A system and method for processing of audio and speech signals is disclosed, which provide compatibility over a range of communication devices operating at different sampling frequencies and/or bit rates. The analyzer of the system divides the input signal in different portions, at least one of which carries information sufficient to provide intelligible reconstruction of the input signal. The analyzer also encodes separate information about other portions of the signal in an embedded manner, so that a smooth transition can be achieved from low bit-rate to high bit-rate applications. Accordingly, communication devices operating at different sampling rates and/or bit-rates can extract corresponding information from the output bit stream of the analyzer. In the present invention embedded information generally relates to separate parameters of the input signal, or to additional resolution in the transmission of original signal parameters. Non-linear techniques for enhancing the overall performance of the system are also disclosed. Also disclosed is a novel method of improving the quantization of signal parameters. In a specific embodiment the input signal is processed in two or more modes dependent on the state of the signal in a frame.
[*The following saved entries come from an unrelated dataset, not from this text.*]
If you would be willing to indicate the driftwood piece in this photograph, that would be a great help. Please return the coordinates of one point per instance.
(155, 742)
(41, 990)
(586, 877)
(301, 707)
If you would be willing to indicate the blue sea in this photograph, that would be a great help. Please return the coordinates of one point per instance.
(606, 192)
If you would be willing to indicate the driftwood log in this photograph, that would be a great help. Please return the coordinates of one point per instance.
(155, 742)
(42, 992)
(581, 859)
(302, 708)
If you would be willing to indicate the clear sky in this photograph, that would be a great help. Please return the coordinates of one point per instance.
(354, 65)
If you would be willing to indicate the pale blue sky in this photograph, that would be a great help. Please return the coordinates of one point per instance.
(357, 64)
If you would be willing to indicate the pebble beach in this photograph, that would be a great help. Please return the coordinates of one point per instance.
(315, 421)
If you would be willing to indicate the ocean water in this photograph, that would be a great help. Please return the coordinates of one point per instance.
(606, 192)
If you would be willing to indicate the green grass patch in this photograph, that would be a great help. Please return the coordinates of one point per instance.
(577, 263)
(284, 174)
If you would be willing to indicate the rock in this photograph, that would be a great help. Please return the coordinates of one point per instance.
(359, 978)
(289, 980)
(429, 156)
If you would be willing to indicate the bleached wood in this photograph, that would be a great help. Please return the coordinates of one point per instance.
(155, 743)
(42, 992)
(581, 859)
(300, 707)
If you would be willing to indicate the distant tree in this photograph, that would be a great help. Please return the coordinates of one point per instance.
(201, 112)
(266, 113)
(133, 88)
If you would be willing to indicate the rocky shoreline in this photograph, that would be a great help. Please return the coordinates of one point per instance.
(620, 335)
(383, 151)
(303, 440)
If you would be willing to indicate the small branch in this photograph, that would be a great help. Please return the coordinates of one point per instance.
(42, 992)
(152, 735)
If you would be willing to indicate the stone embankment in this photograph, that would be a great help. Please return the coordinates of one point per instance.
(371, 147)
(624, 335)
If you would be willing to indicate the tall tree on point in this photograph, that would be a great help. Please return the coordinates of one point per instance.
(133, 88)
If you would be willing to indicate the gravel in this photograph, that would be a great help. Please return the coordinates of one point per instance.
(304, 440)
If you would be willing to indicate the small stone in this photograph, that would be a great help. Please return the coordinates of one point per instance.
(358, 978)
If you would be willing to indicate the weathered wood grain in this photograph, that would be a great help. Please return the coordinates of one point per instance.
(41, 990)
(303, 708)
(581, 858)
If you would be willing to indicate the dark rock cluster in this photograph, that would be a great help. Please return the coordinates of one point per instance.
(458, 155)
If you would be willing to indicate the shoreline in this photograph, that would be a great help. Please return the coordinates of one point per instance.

When the signal is determined to be in a transition state, the encoder provides phase information about N sinusoids, which the decoder end uses to improve the quality of the output signal at low bit rates.
Legal claims defining the scope of protection, as filed with the USPTO.
1. A system for processing audio signals comprising: (a) a splitter for dividing an input audio signal into a first and one or more secondary signal portions, which in combination provide a complete representation of the input signal, wherein the first signal portion contains information sufficient to reconstruct a representation of the input signal; (b) a first encoder for providing encoded data about the first signal portion including phase information associated with select sinusoids when a frame of the signal portion is in a transition mode, and one or more secondary encoders for encoding said secondary signal portions, wherein said secondary encoders receive input from the first signal portion and are capable of providing encoded data regarding the first signal portion; and (c) a data assembler for combining encoded data from said first encoder and said secondary encoders into an output data stream.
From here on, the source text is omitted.